Rollerskating for fun and profit!
Having just finished watching the first episode of Rollergirls, it has become abundantly clear that I must move to Austin, Texas, and marry one of the rollergirls. Doesn't matter which one, since their shared affinity for violence and alcoholism makes them pretty much interchangeable.
Also, the weather in Texas is probably nice, so that's like a two-fer.
I had a terribly boring day. I started walking to school for the first class of Stats 2: The Legend of Curly's Gold, but after three blocks I decided that it was too nice a day for class and small talk, so I turned back and spent a few hours installing, uninstalling, and re-installing Windows.

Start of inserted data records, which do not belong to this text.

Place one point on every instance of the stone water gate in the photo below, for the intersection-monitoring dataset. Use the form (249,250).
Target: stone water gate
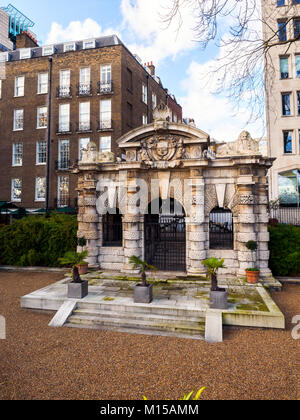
(175,198)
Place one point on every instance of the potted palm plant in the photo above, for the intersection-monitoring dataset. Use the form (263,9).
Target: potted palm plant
(218,296)
(252,274)
(78,288)
(143,293)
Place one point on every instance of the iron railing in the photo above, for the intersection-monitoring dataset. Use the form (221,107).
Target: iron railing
(84,89)
(64,91)
(64,128)
(221,229)
(105,125)
(105,88)
(286,215)
(83,127)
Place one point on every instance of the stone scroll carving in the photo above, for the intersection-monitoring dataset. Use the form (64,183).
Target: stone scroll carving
(162,152)
(245,145)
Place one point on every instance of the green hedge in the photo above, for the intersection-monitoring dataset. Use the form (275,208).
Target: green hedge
(285,250)
(37,240)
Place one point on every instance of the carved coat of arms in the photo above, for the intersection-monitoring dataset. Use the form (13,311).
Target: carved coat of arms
(162,152)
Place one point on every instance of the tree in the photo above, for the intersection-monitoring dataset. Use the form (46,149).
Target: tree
(246,36)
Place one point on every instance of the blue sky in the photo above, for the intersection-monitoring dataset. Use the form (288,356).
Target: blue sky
(180,62)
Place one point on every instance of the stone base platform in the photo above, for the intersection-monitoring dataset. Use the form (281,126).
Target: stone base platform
(179,307)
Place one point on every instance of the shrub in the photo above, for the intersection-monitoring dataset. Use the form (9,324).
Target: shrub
(285,250)
(37,240)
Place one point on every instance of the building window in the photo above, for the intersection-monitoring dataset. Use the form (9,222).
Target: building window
(129,80)
(18,119)
(282,33)
(154,101)
(91,43)
(25,53)
(112,230)
(42,83)
(297,29)
(289,188)
(288,142)
(286,104)
(63,191)
(284,67)
(42,117)
(105,114)
(16,190)
(84,116)
(63,155)
(85,81)
(17,159)
(144,94)
(41,152)
(49,50)
(83,143)
(145,119)
(19,86)
(105,78)
(40,189)
(105,144)
(64,118)
(221,229)
(70,46)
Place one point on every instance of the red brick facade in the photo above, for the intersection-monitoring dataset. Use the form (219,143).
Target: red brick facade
(127,110)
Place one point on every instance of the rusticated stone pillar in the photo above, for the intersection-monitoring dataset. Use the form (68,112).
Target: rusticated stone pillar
(88,218)
(246,223)
(196,235)
(132,226)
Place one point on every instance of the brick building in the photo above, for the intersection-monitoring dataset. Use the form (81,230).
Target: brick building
(57,98)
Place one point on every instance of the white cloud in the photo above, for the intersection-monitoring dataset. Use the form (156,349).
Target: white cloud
(76,30)
(214,113)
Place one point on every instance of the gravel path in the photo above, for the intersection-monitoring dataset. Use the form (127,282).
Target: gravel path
(38,362)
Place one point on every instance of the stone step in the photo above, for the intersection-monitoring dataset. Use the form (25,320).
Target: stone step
(138,316)
(161,310)
(132,324)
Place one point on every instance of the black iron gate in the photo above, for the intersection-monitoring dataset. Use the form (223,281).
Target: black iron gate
(165,242)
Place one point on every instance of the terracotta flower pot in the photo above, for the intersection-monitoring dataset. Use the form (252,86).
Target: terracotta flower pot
(252,276)
(83,269)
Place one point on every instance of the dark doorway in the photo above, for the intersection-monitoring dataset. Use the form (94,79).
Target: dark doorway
(165,238)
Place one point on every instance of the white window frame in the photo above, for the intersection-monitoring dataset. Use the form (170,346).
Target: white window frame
(48,50)
(145,93)
(19,87)
(82,146)
(38,143)
(40,84)
(39,127)
(37,198)
(14,154)
(14,122)
(25,53)
(69,46)
(66,117)
(13,199)
(107,149)
(88,41)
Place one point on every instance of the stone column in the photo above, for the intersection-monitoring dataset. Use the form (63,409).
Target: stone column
(88,219)
(246,223)
(132,226)
(263,253)
(196,235)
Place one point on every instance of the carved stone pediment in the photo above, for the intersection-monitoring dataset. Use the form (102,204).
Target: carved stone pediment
(244,146)
(162,152)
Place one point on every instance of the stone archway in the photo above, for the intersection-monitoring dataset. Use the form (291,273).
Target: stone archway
(165,237)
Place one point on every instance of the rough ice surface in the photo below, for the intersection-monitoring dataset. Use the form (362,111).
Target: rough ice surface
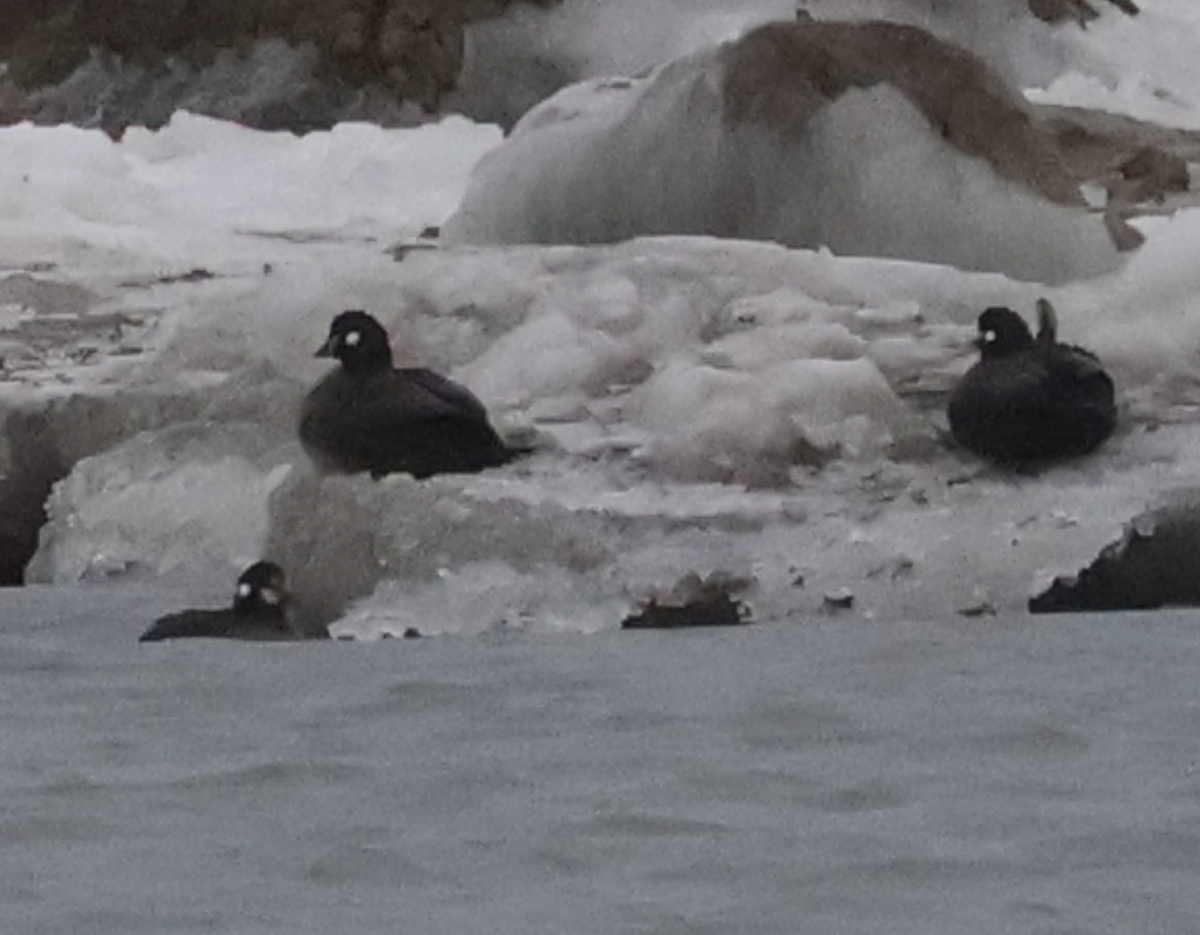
(516,60)
(702,405)
(613,159)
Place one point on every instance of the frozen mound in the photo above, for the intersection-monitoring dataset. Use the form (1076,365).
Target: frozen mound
(715,409)
(865,138)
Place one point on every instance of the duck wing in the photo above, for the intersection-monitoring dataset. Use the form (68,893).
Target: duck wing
(444,390)
(406,420)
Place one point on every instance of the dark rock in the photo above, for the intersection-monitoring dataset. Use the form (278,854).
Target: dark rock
(694,601)
(1156,563)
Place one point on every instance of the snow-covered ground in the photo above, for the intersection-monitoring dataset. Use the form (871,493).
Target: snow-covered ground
(703,406)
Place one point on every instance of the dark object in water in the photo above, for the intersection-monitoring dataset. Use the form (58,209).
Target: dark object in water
(1155,564)
(367,415)
(717,611)
(694,601)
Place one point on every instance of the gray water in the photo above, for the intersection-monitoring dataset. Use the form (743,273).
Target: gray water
(839,775)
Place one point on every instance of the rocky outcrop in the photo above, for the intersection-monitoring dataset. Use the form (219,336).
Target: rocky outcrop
(406,49)
(1155,564)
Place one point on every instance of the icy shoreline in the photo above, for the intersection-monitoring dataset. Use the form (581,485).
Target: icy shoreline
(623,503)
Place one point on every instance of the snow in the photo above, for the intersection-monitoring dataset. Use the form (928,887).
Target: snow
(701,405)
(609,160)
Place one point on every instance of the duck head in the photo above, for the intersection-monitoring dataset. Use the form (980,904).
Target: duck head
(358,341)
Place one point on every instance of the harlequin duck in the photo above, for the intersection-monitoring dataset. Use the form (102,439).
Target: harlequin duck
(259,611)
(369,415)
(1030,399)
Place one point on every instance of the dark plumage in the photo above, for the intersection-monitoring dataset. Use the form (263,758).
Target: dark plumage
(1031,399)
(367,415)
(259,611)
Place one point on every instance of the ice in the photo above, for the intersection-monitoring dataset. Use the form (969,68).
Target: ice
(601,162)
(514,61)
(701,405)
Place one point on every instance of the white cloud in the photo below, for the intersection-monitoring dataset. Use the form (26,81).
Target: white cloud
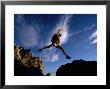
(50,54)
(83,30)
(63,23)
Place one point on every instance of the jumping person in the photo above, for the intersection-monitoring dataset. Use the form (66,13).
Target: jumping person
(56,42)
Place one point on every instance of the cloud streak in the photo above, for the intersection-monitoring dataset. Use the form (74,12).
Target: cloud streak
(50,54)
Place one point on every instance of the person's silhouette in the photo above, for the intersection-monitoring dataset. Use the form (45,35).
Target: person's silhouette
(56,43)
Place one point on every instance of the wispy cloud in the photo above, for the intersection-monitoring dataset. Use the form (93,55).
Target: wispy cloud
(83,30)
(50,54)
(63,23)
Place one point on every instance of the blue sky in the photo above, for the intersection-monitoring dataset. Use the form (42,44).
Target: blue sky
(79,38)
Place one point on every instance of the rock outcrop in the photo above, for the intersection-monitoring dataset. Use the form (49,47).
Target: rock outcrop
(25,64)
(78,68)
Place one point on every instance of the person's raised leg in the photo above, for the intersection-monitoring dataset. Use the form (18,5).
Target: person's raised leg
(58,46)
(45,47)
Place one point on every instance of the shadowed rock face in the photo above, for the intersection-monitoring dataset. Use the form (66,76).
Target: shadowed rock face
(25,64)
(78,68)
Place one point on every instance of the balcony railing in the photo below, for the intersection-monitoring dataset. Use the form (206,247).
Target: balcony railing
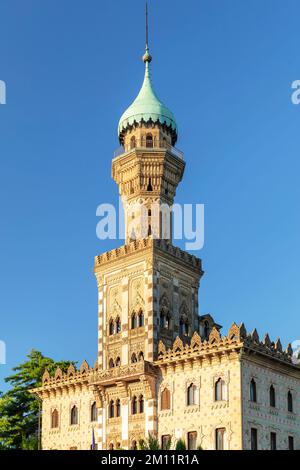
(142,145)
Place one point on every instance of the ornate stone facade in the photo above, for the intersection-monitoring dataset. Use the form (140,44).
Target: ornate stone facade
(162,368)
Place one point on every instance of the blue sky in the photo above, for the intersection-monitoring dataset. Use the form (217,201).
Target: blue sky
(225,68)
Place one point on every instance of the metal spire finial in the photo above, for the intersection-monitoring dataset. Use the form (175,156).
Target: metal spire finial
(147,57)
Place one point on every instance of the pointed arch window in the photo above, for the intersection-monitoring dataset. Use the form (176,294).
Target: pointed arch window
(133,445)
(220,390)
(111,327)
(111,364)
(94,412)
(253,391)
(141,318)
(133,321)
(111,409)
(149,187)
(206,330)
(149,140)
(165,399)
(74,415)
(191,395)
(118,325)
(118,408)
(134,405)
(133,358)
(54,419)
(141,356)
(132,142)
(183,327)
(141,404)
(290,402)
(272,397)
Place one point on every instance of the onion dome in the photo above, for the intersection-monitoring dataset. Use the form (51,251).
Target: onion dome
(147,108)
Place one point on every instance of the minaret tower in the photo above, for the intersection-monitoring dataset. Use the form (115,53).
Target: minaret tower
(148,168)
(148,289)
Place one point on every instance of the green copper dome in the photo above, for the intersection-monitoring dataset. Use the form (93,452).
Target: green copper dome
(147,106)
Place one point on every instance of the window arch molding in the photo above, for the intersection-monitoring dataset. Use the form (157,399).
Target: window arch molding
(192,391)
(290,401)
(253,390)
(54,418)
(74,415)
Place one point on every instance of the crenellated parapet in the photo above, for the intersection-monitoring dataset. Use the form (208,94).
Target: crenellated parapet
(148,243)
(237,338)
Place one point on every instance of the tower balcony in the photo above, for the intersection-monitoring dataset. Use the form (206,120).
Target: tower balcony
(142,145)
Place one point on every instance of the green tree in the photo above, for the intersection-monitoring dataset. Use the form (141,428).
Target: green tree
(151,443)
(19,409)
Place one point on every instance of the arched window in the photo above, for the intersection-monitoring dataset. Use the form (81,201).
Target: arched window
(141,404)
(290,402)
(164,319)
(118,408)
(165,399)
(133,321)
(118,325)
(149,141)
(206,330)
(74,415)
(149,187)
(133,445)
(253,391)
(141,356)
(272,397)
(94,412)
(141,318)
(134,405)
(132,142)
(111,327)
(111,410)
(191,395)
(220,390)
(183,327)
(111,364)
(133,358)
(54,419)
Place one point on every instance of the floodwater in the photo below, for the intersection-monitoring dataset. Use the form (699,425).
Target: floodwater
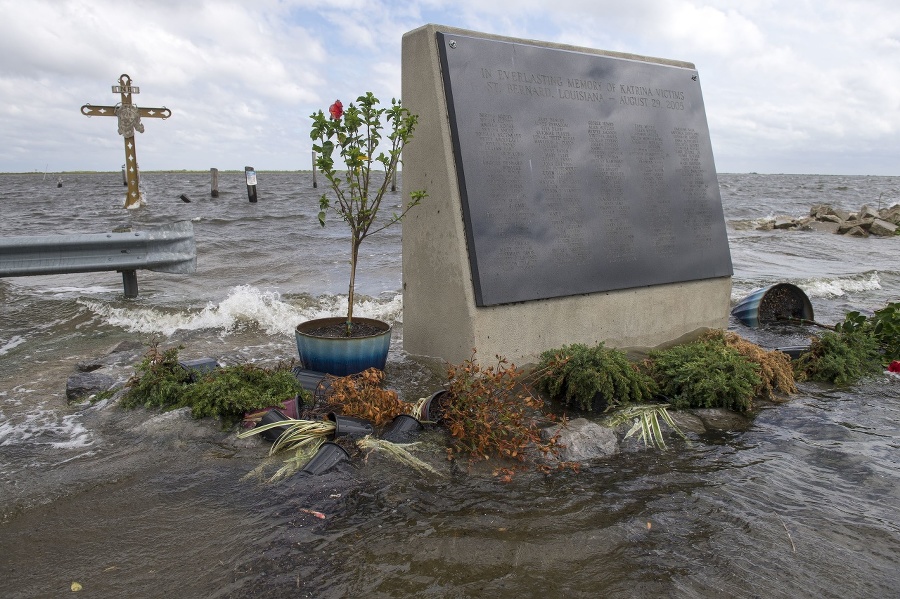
(800,502)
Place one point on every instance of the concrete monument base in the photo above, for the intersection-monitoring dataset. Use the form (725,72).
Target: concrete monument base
(440,315)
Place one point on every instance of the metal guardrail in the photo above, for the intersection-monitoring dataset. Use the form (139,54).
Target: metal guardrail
(167,248)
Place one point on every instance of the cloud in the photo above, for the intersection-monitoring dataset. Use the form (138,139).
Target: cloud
(780,80)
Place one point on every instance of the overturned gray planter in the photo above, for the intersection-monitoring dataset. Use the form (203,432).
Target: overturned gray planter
(782,302)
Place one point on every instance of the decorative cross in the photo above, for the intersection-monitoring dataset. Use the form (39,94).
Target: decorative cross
(129,117)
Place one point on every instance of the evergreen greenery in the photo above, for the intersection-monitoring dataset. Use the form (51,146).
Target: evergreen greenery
(842,357)
(705,374)
(593,378)
(226,393)
(775,370)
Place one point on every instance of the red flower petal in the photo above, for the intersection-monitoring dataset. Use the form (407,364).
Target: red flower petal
(336,110)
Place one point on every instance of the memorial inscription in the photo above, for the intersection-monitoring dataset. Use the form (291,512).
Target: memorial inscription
(579,172)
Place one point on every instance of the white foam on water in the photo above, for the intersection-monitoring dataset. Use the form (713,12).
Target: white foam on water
(94,290)
(244,305)
(842,285)
(11,343)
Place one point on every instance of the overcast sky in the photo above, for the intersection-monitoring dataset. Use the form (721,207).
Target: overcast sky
(791,86)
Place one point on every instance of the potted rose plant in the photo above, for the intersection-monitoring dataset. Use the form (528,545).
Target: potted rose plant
(342,346)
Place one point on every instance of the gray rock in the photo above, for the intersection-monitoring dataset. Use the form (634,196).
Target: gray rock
(846,227)
(687,422)
(84,384)
(581,440)
(117,358)
(784,222)
(820,210)
(867,212)
(883,228)
(823,226)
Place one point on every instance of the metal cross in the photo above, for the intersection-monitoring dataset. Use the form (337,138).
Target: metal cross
(129,117)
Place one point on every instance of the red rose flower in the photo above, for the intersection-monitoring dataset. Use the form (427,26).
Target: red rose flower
(336,110)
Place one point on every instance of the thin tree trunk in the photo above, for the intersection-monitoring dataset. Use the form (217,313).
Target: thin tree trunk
(354,254)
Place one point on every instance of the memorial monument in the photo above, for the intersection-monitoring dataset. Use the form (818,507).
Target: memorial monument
(129,116)
(573,198)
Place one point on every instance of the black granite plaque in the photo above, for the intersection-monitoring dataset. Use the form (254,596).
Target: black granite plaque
(580,173)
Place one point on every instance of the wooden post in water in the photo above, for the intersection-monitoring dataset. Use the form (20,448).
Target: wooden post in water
(214,182)
(251,183)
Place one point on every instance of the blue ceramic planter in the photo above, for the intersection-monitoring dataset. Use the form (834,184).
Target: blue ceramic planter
(341,356)
(779,302)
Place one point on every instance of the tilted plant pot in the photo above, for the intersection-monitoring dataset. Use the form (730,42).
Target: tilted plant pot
(348,426)
(434,407)
(269,417)
(341,356)
(402,429)
(779,302)
(329,455)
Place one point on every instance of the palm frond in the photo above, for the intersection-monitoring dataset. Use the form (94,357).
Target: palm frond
(645,425)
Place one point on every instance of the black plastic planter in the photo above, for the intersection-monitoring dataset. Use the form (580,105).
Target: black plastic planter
(433,410)
(402,429)
(348,426)
(329,455)
(269,417)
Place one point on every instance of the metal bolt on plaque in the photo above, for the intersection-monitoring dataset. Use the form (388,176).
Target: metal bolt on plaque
(129,116)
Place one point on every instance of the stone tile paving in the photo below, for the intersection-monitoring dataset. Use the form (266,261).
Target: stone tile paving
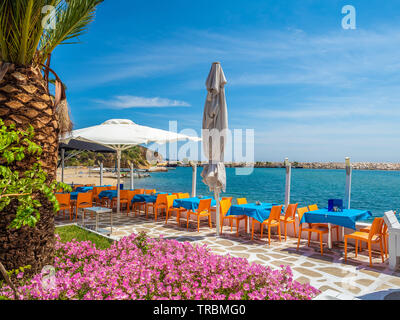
(327,272)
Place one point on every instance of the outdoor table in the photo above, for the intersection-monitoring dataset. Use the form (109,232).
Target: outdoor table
(83,189)
(110,194)
(97,211)
(191,203)
(258,212)
(146,197)
(346,219)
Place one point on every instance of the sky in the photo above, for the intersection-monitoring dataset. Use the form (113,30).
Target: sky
(310,89)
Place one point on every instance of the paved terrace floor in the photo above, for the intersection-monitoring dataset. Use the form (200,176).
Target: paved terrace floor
(328,272)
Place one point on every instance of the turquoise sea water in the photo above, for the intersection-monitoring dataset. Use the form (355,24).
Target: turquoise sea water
(376,191)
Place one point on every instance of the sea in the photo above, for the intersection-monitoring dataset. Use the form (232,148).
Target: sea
(376,191)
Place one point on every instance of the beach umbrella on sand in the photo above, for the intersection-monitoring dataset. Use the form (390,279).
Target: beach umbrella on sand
(122,134)
(215,124)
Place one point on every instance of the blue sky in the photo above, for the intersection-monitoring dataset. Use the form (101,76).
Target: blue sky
(311,90)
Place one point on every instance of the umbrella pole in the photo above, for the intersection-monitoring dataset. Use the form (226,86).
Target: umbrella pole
(62,164)
(217,213)
(119,178)
(194,179)
(101,173)
(287,185)
(132,184)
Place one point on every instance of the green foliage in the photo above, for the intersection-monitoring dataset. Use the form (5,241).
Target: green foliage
(141,242)
(23,38)
(15,145)
(68,233)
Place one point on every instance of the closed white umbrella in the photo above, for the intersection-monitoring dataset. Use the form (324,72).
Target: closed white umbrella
(122,134)
(215,124)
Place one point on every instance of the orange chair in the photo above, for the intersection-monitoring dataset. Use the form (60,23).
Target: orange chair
(272,221)
(290,217)
(178,211)
(84,200)
(202,211)
(224,211)
(375,235)
(314,207)
(318,228)
(385,236)
(64,200)
(124,196)
(161,203)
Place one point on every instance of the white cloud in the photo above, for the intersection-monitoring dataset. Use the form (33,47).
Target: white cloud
(127,102)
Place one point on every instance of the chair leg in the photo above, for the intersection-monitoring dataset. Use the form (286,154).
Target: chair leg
(357,247)
(321,244)
(370,254)
(279,232)
(381,247)
(298,241)
(294,228)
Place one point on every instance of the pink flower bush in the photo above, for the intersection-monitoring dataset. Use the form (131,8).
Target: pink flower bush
(134,268)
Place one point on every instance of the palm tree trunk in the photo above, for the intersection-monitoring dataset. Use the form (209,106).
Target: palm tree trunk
(24,100)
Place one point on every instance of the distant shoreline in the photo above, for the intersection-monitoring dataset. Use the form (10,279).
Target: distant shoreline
(382,166)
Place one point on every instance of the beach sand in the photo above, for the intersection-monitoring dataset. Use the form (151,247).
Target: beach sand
(82,175)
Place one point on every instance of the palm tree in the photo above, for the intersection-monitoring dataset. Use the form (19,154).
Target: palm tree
(29,32)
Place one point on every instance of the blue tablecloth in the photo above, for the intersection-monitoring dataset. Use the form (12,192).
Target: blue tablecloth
(346,219)
(146,197)
(83,189)
(259,212)
(110,194)
(190,203)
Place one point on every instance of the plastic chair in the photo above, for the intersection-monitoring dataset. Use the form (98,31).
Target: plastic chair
(318,228)
(84,200)
(161,203)
(64,200)
(202,211)
(290,217)
(375,235)
(178,211)
(224,211)
(385,236)
(314,207)
(272,221)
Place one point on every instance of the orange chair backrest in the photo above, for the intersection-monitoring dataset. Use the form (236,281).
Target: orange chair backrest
(225,205)
(124,194)
(204,205)
(170,200)
(376,228)
(161,199)
(139,191)
(63,199)
(228,198)
(313,207)
(291,211)
(84,198)
(275,213)
(301,212)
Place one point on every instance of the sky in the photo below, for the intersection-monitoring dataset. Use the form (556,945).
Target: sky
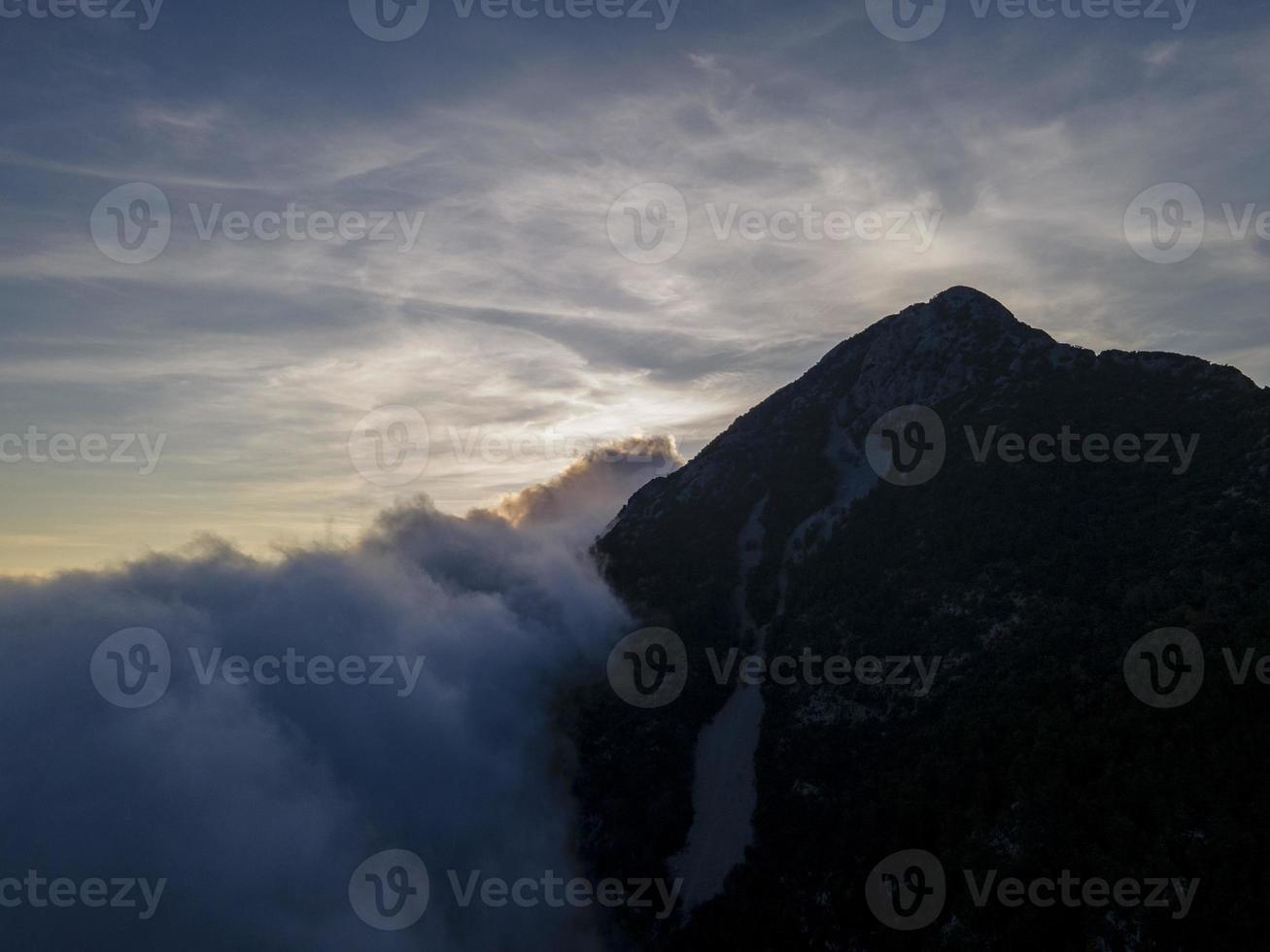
(264,273)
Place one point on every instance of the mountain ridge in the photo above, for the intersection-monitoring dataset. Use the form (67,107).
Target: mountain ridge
(784,534)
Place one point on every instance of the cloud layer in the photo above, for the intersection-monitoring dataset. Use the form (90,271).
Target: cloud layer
(257,801)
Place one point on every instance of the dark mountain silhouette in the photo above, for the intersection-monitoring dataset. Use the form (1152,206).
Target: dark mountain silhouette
(1028,580)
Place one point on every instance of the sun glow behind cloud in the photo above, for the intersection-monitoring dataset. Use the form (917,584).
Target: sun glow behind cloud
(512,318)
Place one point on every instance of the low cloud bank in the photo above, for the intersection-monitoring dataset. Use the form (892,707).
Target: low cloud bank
(257,801)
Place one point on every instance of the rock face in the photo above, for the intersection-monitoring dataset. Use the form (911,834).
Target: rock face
(1047,529)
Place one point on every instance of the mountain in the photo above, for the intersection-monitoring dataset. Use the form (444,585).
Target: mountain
(1001,521)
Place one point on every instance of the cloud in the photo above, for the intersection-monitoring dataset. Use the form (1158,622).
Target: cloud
(590,485)
(257,801)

Did I mention the small talk? It's getting out of hand. Yesterday I spent as much time engaging in small talk as I did in class. "Engaging" is not the right word; if I were into the small talk, I would be engaging in it. As it was, I was trapped. Hey, here's a tip: if we're having a conversation and I say "Yeah, how about that" more than once, I'm secretly praying for a ceiling tile to fall on your head. "Yeah, how about that" is your cue to find someone else to tell about your $500 graphics tablet (which, honestly, is little more than a cyber-Etch-a-Sketch). I'm thinking of adopting some variant of "Good talk -- see ya out there" as a way of ending conversations.
I'll tell you what: no rollergirl would tolerate the inane small talk I've had in last two days. She'd probably hit you in the head with her forearm, tp your house, and then go country dancing without underpants. (Country Dancing Without Underpants Girl was probably my favourite rollergirl. Ladies, take note!)